Zemaria Pinto
Se o leitor aceita que
poema e poesia são vocábulos cujos significados se interpolam, mas jamais se
cruzam, ainda que sejam partes da mesma gênese grega (poesia = fazer, poema = o que se faz), cito um exemplo bem mais prosaico do conservadorismo
do dicionário: ao nomear o feminino de poeta como poetisa, diz que esta é uma
“mulher que faz poesias”. Há uma evidente conotação pejorativa para a palavra
poetisa.
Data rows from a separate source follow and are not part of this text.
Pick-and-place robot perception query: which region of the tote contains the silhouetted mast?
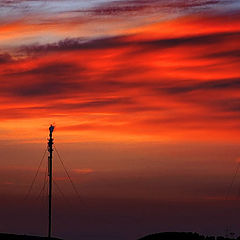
[48,125,54,238]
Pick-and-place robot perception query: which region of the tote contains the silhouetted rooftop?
[139,232,237,240]
[0,233,61,240]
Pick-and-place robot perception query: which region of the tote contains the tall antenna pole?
[48,125,54,238]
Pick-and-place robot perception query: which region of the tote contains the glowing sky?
[0,0,240,239]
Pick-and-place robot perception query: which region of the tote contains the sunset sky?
[0,0,240,240]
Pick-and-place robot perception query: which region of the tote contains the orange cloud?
[0,10,240,141]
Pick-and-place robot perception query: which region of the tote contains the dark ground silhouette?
[138,232,240,240]
[0,233,61,240]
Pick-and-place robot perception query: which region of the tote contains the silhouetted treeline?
[139,232,240,240]
[0,233,61,240]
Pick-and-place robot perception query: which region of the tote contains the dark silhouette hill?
[0,233,61,240]
[139,232,237,240]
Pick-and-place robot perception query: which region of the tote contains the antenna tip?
[49,124,54,133]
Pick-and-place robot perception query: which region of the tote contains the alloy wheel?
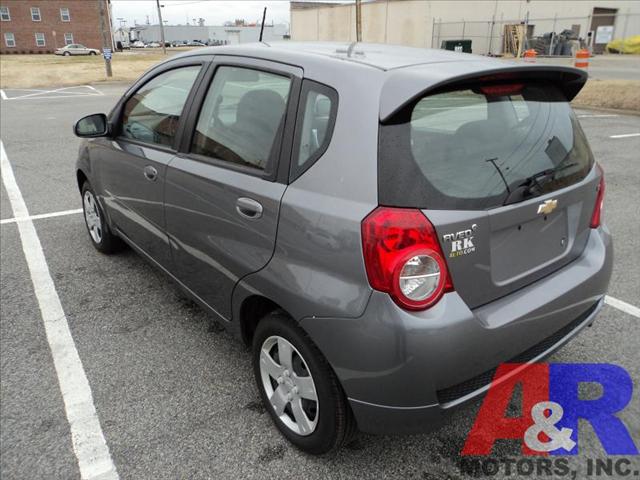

Há uma questão de eufonia também: todos sabemos que o feminino de Papa
é Papisa, mas jamais conhecemos uma... Aliás, os dicionários tratam-na,
adequadamente, como lenda. Por que não a adoção definitiva do substantivo poeta, comum aos dois gêneros, já usado em larga escala?
Mas não é só o dicionário
que trama contra a poesia. Quando um crítico confunde, deliberadamente, a obra
de um poeta com sua biografia, vendo reflexos desta naquela, ele cai numa
armadilha secular, que pretende ver na poesia, unicamente, manifestações
mentais limitadas ao “eu” do poeta.
No ensaio As três vozes da poesia, T. S. Eliot
identifica-as da seguinte forma: a voz do poeta que fala consigo mesmo, ou com
ninguém; a voz do poeta ao dirigir-se a uma plateia; a voz do poeta quando cria
uma personagem dramática. Eliot referia-se, respectivamente, à poesia lírica, à
épica e à dramática. Vamos nos ater unicamente, à questão da primeira voz − “a
voz do poeta que fala consigo mesmo, ou com ninguém”.
Acontece que o ensaio de
Eliot, na verdade uma conferência, apresentada em 1953, de certa forma, faz
coro com a crítica empobrecedora que sempre achou que o poeta lírico fala
somente de si mesmo, confundindo eu lírico com eu biográfico. Isso é de um
reducionismo tão grave, que é preciso começar explicando o próprio “caso
Eliot”: longe de se considerar um poeta lírico, menor, via-se, unicamente, como
poeta épico e dramático, nessa ordem, o que facilitava enormemente sua visão
distorcida de que todo o resto é poesia confessional.
O poeta lírico, é bem
verdade, confunde ao escrever na primeira pessoa. Mas o “eu lírico” ou “eu
poético”, a voz emissora do poema, deve ser visto pelo crítico/leitor como uma
máscara (persona) do autor. O poeta alarga sua percepção do mundo e verbaliza
em valores positivos e/ou negativos tal percepção, daí resultando o poema, que
vai refletir sua experiência pessoal, pois é disso que se alimenta a
literatura: da realidade recriada, transmutada, transfigurada.
Poesia é, pois, ficção.
Do contrário será confissão, e a ninguém interessa a dor pessoal de ninguém.
Poesia também é fissão, rompimento, fratura, fragmentação, reinvenção da
linguagem. Equacionando, para gozo dos estruturalistas:
Poesia = (ficção +
fissão) – confissão
Esse aparente jogo de
fonemas enforma a obra de um dos maiores poetas deste século, o português
Fernando Pessoa, gênio criador de personas-poetas, síntese do humano criador.